Myrna Peterson commutes to a community discussion on self-driving vehicles.
Myrna Peterson commutes to a community discussion on self-driving vehicles in Grand Rapids, Minn. on Nov. 13.
Dan Kraker | MPR News

She bundled up under a scarf. An attendant outfitted her in a bright yellow jacket. She rolled out the door, and up the slippery driveway, where she had to wait for giant logging trucks to pass before scooting across the highway.

Peterson loves the independence of driving herself into town, she said. But she's tired of getting caught in rain and snowstorms. "I need a heater and a hood," she said, laughing.

Rural transit systems are often limited. Hers doesn't run on weekends or after 8 p.m. That's why Peterson is so excited about the potential for autonomous vehicles.

"It just seems like it would be such a freeing thing," she said.

Douma believes self-driving vehicles could be a game-changer for Minnesota's 41 rural transit systems. The technology would free them up from having to recruit and pay drivers, he said, which is one of their largest expenses.

Minnesota's 41 rural transit systems combined receive more than $90 million in state and federal grants, said Michael Johnson, program supervisor with the Minnesota Department of Transportation's Office of Transit.

They also promise big safety advances in places where car accidents are more common. And they could offer more mobility to senior citizens, who make up a larger percentage of the population in rural areas.

Still, a number of obstacles remain. The technology is still developing. And the policy and legal framework to deal with questions like liability and insurance still needs to be established.

But advocates say driverless vehicles could be transformative for rural economies, where getting people to work is a big barrier.

Drawing from the Minnesota Autonomous Bus Project
Drawing from the Minnesota Autonomous Bus Project, which has a goal of researching vehicle and infrastructure requirements to safely operate an autonomous bus in cold weather climate conditions.

"In addition to opening up a whole new world for the elderly and the disabled, I see driverless vehicles as holding real potential for igniting a new spark in rural communities," said state Rep. Sandy Layman, R-Cohasset.

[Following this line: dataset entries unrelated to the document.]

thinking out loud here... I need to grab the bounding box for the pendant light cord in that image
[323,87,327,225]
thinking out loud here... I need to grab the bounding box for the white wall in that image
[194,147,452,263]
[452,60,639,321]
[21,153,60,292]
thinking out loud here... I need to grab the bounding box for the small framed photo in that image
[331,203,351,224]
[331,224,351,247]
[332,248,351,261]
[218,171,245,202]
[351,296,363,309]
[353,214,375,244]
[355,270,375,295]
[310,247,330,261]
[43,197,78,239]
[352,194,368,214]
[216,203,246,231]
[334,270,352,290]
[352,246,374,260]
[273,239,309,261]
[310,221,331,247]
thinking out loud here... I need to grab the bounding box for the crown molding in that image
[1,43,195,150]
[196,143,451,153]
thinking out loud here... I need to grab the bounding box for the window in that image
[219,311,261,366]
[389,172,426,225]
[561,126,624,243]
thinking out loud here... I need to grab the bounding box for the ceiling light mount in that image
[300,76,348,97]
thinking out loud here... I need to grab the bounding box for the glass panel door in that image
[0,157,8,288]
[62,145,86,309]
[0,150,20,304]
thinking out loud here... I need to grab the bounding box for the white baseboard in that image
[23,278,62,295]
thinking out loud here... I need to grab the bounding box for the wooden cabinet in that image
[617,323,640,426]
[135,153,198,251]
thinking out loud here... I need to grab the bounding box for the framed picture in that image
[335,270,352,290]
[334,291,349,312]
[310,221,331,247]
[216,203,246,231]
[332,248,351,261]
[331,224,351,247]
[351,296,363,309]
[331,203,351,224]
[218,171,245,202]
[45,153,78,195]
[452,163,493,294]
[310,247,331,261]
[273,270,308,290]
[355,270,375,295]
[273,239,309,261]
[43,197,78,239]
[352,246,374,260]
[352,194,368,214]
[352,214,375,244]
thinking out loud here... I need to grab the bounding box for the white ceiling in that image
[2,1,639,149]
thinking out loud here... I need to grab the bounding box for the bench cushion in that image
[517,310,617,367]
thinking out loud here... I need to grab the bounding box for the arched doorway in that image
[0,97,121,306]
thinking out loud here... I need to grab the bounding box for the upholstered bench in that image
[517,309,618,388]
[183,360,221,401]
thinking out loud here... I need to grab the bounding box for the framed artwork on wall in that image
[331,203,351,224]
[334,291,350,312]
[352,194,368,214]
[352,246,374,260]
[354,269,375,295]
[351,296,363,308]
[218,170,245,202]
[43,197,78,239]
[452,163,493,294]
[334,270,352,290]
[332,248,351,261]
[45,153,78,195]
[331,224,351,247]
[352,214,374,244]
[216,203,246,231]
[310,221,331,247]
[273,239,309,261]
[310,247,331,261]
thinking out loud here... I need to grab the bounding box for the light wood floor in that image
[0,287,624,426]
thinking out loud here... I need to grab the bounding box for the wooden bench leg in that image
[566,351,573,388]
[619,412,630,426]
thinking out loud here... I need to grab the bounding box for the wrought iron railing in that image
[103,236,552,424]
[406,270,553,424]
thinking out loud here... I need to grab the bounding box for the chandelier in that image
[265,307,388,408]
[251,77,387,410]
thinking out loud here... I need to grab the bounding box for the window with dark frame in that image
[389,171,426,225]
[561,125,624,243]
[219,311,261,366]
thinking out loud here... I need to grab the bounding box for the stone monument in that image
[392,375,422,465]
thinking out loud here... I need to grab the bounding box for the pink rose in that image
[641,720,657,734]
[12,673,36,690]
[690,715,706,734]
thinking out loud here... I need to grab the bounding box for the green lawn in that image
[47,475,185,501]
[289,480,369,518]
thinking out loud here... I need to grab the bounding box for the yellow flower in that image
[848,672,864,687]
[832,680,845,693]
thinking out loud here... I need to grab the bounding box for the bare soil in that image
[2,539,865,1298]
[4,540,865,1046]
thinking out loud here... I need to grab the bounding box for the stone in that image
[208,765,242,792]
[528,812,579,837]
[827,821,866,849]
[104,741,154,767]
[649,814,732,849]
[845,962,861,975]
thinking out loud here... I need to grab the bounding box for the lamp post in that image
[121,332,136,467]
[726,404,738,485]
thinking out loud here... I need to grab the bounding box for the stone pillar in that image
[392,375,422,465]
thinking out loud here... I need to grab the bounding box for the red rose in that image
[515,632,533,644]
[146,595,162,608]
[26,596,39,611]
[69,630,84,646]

"I think it's a tremendous growth opportunity for us," said Itasca County Sheriff Vic Williams. "It allows the accessibility for people limited in their mobility to be able to have some freedoms that we take for granted."

Autonomous vehicles will be getting a big publicity boost in Minnesota this winter. MnDOT plans to operate a self-driving shuttle bus on Nicollet Mall in downtown Minneapolis during the week of the Super Bowl.

State workers have already begun testing how the vehicle performs in winter driving conditions. If it does well, the next step could be to pilot the bus somewhere else in Minnesota.